Germany said Friday it had cancelled surveillance accords dating from the late 1960s with the United States and Britain in the wake of revelations about vast US online spying. Foreign Minister Guido Westerwelle said the move was "necessary and proper" amid the debate on data privacy protection sparked by the snooping scandal which also ignited uproar in Germany.
Chancellor Angela Merkel raised the issue with US President Barack Obama on his June visit and has come under pressure in the run-up to September elections over Germany's knowledge of it. Since then the government has announced a probe into ties between its secret services and US agencies whose sweeping online surveillance was revealed by fugitive intelligence analyst Edward Snowden.

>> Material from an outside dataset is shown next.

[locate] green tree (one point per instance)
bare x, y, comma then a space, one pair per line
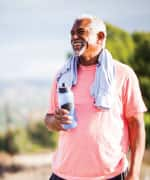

Merkel has stressed that Germany "is not a surveillance state" and that "German law applies on German soil" but also conceded that this has its limits in the age of global telecommunication systems. The foreign ministry statement said the surveillance deal - a kind of exemption regarding German telecommunications secrecy - from 1968-1969 with Washington and Britain had been annulled in "joint agreement".
According to media reports, it allowed the former Allies to request surveillance data from Germany's intelligence services when it related to the safety of their troops stationed in Germany. "The annulment of the administrative agreements, which we have pushed for in recent weeks, is a necessary and proper consequence from the recent debate on privacy protection," Westerwelle said in the statement. The government had stressed that the accord was effectively of no significance and no longer applied.
Germans are especially sensitive to the issue of state surveillance amid memories of Nazism and the East German communist regime. Britain, the United States and France stationed troops in western Germany after World War II and it was an important base for the Nato allies during the Cold War.